A iminência do começo de um novo ano sempre provoca
reflexões. É a hora que muitas pessoas param para fazer um balanço do que
fizeram no ano que se encerra e de fazer promessas para o novo ano.
A maior parte delas é esquecida ou abandonada antes do fim
de janeiro, entretanto. Porque? Acredito que um dos motivos é porque elas são
muito amplas, vagas, ambiciosas. As pessoas pensam em um ideal distante e que
implicam em mudanças muito radicais, que tornam a prática muito difícil. Coisas
como “perder dez quilos”, ou “ter mais tempo livre” não dizem muito sobre o que
fazer no dia dois de janeiro.
Outro motivo pelo qual eu acredito que muitas das promessas
são abandonadas, é porque elas não refletem o real objetivo das pessoas.

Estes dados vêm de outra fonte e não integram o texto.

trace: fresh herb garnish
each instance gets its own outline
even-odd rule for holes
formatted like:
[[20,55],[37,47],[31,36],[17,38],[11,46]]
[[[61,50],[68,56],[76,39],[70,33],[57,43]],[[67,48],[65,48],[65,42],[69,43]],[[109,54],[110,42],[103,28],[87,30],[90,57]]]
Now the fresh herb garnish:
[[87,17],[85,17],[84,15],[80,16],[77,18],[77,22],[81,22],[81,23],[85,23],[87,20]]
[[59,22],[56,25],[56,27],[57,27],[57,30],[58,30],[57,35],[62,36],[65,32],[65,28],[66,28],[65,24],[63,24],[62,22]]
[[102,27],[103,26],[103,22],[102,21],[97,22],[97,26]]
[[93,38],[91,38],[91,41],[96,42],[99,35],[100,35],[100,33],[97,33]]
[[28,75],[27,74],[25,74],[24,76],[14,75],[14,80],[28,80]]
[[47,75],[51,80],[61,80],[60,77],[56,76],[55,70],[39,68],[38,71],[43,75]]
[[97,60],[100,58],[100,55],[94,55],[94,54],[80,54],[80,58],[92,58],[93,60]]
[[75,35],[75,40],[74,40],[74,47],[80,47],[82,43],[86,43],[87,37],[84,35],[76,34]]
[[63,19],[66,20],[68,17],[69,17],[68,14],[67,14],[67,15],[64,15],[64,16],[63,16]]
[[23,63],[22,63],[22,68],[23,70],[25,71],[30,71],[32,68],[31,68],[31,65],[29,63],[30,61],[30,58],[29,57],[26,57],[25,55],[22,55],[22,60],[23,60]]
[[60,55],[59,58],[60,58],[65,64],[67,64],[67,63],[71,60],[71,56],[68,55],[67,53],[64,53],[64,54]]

Será
que “perder dez quilos” é um objetivo, ou um meio? O que as pessoas de fato
esperam ao perder dez quilos? Se sentirem mais saudáveis? Ficarem mais bonitas?
Atrair um novo amor, ou melhorar o atual? E como será que esperam perder estes
dez quilos? Fazendo alguma dieta maluca de privação de seus prazeres? Entrando
para a academia e se acabando de fazer exercícios? Será que na prática essa
pessoa se sentirá mais feliz ao longo deste processo, ou mais estressada? Será
que, ao fim deste processo, assumindo que de fato o projeto será posto em
prática, os quilos perdidos trarão o resultado esperado, se é que se tem
consciência de qual é este resultado? Acredito que a fragilidade deste
raciocínio é que põe a perder as boas intenções da virada do ano.
O que você REALMENTE deseja de 2016? Melhorar a sua
qualidade de vida? Se sentir mais saudável? Se sentir mais feliz? Ter mais
tempo com sua família? Quais os passos que te levarão ao seu objetivo? Eles são
compatíveis ou contraditórios com o objetivo final?
Acredito que estas reflexões tornam o projeto de definição
de metas mais claro, ajudam no auto conhecimento e podem fazer com que de fato
algo de construtivo e positivo resulte deste momento tão gostoso, de nos
sentirmos diante de um ano em branco para fazer dele o melhor possível!